Recently I was dealing with an issue that a Snowflake query against Parquet file in internal Staging failed with error as below:
Error parsing the parquet file: Not yet implemented: Unsupported encoding. File 'path/to/external/table/partition/xxx-00001.snappy.parquet' Row 0 starts at line 0, column
After researching online, I figured out that it was nothing to do with Snowflake, it was because user used AWS Cost and Usage Report (CUR) tool to generate the Parquet file, which contains a version of Parquet Schema that is currently NOT supported by Snowflake.

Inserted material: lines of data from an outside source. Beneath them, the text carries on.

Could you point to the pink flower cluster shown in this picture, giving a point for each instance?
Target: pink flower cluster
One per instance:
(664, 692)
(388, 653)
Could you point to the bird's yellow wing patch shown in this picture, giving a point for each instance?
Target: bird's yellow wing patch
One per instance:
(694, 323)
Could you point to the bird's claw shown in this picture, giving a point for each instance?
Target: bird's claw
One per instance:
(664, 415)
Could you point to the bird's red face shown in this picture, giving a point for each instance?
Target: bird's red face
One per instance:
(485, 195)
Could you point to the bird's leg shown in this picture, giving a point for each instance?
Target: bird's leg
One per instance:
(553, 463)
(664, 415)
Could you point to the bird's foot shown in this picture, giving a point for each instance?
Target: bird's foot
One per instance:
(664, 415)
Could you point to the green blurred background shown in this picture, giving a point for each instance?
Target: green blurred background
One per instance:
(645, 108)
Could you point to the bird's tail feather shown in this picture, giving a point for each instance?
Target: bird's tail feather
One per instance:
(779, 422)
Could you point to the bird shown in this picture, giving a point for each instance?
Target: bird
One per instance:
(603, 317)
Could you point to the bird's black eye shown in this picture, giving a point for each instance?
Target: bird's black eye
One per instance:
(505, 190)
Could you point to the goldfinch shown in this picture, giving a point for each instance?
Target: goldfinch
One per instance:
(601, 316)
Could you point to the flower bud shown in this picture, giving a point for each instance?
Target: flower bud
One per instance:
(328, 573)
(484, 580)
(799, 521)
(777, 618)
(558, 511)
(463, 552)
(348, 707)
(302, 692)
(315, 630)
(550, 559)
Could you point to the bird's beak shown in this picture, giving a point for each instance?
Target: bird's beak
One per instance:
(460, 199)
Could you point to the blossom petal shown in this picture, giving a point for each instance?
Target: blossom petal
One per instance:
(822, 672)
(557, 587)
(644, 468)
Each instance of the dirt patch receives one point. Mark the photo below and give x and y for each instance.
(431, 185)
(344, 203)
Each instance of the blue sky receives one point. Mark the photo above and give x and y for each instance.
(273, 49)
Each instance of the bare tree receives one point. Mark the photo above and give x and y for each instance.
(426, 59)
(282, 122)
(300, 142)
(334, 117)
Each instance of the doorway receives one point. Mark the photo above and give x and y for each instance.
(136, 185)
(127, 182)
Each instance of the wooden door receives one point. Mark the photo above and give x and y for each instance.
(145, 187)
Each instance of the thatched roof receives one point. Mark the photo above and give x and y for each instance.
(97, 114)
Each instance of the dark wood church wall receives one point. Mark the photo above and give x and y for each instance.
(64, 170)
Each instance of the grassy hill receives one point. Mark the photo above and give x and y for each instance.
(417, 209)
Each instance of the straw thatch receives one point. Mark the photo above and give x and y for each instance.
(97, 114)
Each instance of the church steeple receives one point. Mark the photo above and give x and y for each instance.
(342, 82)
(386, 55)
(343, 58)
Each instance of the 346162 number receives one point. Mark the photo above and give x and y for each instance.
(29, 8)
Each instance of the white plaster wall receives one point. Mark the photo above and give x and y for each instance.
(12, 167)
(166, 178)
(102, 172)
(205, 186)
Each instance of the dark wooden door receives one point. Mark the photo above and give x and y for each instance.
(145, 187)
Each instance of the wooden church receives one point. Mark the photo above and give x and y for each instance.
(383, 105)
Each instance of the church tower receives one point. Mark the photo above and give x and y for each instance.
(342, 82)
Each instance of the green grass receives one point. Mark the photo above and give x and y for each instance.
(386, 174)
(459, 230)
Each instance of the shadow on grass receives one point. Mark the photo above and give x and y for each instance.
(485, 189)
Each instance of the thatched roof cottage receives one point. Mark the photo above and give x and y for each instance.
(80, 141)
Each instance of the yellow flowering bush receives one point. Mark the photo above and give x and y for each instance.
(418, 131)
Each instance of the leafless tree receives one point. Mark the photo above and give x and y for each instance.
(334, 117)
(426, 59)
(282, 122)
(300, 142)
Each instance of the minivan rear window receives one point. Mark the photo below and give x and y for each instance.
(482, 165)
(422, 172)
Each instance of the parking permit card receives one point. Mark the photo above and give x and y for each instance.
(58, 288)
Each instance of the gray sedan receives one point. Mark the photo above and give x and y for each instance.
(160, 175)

This issue can be reproduced by simply use the parquet-tools available online and try to parse the parquet file, it will produce the same error:
parquet-tools csv xxx-00001.snappy.parquet Traceback (most recent call last): File "/usr/local/bin/parquet-tools", line 10, in <module> sys.exit(main()) File "/Library/Python/3.8/site-packages/parquet_tools/cli.py", line 26, in main args.handler(args) File "/Library/Python/3.8/site-packages/parquet_tools/commands/csv.py", line 44, in _cli with get_datafame_from_objs(pfs, args.head) as df: File "/Library/Developer/CommandLineTools/Library/Frameworks/Python3.framework/Versions/3.8/lib/python3.8/contextlib.py", line 113, in __enter__ return next(self.gen) File "/Library/Python/3.8/site-packages/parquet_tools/commands/utils.py", line 190, in get_datafame_from_objs df: Optional[pd.DataFrame] = stack.enter_context(pf.get_dataframe()) File "/Library/Developer/CommandLineTools/Library/Frameworks/Python3.framework/Versions/3.8/lib/python3.8/contextlib.py", line 425, in enter_context result = _cm_type.__enter__(cm) File "/Library/Developer/CommandLineTools/Library/Frameworks/Python3.framework/Versions/3.8/lib/python3.8/contextlib.py", line 113, in __enter__ return next(self.gen) File "/Library/Python/3.8/site-packages/parquet_tools/commands/utils.py", line 71, in get_dataframe yield pq.read_table(local_path).to_pandas() File "/Library/Python/3.8/site-packages/pyarrow/parquet.py", line 1550, in read_table return pf.read(columns=columns, use_threads=use_threads, File "/Library/Python/3.8/site-packages/pyarrow/parquet.py", line 1274, in read table = piece.read(columns=columns, use_threads=use_threads, File "/Library/Python/3.8/site-packages/pyarrow/parquet.py", line 721, in read table = reader.read(**options) File "/Library/Python/3.8/site-packages/pyarrow/parquet.py", line 336, in read return self.reader.read_all(column_indices=column_indices, File "pyarrow/_parquet.pyx", line 1130, in pyarrow._parquet.ParquetReader.read_all File "pyarrow/error.pxi", line 100, in pyarrow.lib.check_status OSError: Not yet implemented: Unsupported encoding.
This V2 version of Parquet Schema was introduced by PARQUET-458, and it was not considered as production ready at the time (in 2019). Even though we are in 2021, I do not think it has been widely adopted, including Snowflake.
For the time being, until a support is provided, if you are using CUR tool to generate data, please use CSV or JSON instead, to avoid this issue from happening in Snowflake.